Directly behind the altar, a golden tabernacle gleams. Designed with neo-Gothic lines by Menzies, it was made in Madrid, Spain. We're reminded of who reposes within by the door's relief of Christ the King. And the green marble table on which it rests is inscribed Ave Verum Corpus — Hail True Body.
We were astonished many times over by the superlative master craftsmanship in Old World style throughout. Behind the tabernacle, the magnificent reredos is a huge three-paneled triptych of Gothic arches crafted from Honduran mahogany. The arches frame panels with the Holy Spirit as a dove and adoring angels facing the tabernacle. Everything is in Italian mosaics that reflect and radiate light.
For the sanctuary, green Italian marbles form a sea of diamond checkerboard flooring. But the main altar stands on a parquet wood floor to distinguish this most holy space. The cathedra, the bishop's chair, carved with designs including clusters of grapes, is an antique used by all four bishops of Bridgeport.
Next we turned attention to the chapels on either side of the sanctuary. We learned that their stunning statues were newly carved of white Carrara marble from the same quarry Michelangelo used. One chapel contains a glorious, larger-than-life Holy Family. The serene pose of the Blessed Virgin Mary, St. Joseph and Jesus as a babe is softly bathed with indirect lighting.

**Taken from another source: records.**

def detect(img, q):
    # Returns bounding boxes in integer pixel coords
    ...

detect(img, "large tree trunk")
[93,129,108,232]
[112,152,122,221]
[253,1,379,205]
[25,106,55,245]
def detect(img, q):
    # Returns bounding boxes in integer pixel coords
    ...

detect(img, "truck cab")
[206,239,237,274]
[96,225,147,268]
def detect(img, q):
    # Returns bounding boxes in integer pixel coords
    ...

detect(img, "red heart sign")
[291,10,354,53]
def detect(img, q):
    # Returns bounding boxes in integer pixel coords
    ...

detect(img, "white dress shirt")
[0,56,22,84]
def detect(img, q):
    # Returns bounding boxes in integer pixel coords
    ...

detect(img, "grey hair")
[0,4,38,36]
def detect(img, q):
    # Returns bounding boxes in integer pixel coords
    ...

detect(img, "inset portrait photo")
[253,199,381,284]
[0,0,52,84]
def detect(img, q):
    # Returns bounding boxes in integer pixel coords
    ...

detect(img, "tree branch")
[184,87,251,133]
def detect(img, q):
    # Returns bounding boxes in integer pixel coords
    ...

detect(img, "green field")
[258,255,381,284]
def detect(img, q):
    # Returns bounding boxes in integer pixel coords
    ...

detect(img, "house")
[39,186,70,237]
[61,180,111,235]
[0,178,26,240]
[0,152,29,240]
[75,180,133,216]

In the other chapel there's a larger-than-life-sized Carrara statue of St. Augustine. After our visit, Menzies told me he got the idea for this depiction from a Botticelli painting. The sculptor who recast the vision in three dimensions was Francesco Federigi (who also did the Holy Family). Augustine sits at a table, his bishop's miter off, an open book or Bible before him. The Doctor of the Church — one of Western civilization's most celebrated geniuses — ponders intently. He faces the altar contemplating the Mass and giving silent example to worshippers.

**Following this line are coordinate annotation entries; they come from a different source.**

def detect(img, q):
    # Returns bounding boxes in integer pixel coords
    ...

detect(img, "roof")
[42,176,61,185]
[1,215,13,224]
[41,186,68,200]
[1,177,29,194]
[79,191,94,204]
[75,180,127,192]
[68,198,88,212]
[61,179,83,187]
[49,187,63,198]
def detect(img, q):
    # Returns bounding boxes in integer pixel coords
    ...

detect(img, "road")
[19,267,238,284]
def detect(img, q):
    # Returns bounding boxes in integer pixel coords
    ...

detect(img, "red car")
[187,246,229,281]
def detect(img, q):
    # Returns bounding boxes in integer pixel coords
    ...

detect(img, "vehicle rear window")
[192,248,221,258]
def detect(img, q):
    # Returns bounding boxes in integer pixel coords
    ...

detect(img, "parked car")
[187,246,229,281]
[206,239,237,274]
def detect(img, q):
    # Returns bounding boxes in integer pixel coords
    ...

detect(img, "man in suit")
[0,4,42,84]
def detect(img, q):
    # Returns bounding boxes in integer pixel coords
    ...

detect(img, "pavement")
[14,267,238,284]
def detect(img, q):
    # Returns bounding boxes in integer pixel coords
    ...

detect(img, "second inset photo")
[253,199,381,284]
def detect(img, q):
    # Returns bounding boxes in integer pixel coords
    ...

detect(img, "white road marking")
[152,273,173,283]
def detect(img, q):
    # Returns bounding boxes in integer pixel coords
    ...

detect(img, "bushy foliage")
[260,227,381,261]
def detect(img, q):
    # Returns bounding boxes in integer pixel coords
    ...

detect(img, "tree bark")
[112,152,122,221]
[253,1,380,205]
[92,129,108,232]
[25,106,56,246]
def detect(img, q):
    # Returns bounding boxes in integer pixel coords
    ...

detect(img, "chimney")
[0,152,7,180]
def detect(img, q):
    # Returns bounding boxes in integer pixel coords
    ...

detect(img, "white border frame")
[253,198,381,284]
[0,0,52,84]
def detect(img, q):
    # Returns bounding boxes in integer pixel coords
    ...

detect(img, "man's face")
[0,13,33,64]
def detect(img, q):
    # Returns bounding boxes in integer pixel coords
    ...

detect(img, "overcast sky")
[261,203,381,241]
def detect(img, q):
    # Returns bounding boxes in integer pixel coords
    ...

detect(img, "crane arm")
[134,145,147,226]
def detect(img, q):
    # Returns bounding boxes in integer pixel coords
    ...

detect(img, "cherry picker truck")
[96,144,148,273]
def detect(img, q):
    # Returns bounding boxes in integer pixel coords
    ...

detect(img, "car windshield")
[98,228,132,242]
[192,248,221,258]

Next we walked the Stations of the Cross, all three-dimensional and quite large masterpieces dating to the late 1800s. Msgr. Kevin Wal-lin, the cathedral's pastor, saw them years ago in the lower church of St. Frances of Rome Church in the Bronx. They were brought here and master artist Henryk Krzeminski superbly restored and repainted them.
All the stained-glass windows along the nave, from the legendary Mayer studio in Munich and installed in St. Augustine's more than a century ago, have now been restored. With regal reds, brilliant blues and glittering golds, they caught our eye long enough to draw us deeply into the scriptural and saintly scenes represented.
There's more, too much more to describe in so small a space. Suffice it to say that, in one short year, St. Augustine's has been transformed into a masterpiece for the glory of God. It's like a prayer of praise and thanksgiving that no words could possibly express. Say Amen, somebody!
Joseph Pronechen writes from Trumbull, Connecticut.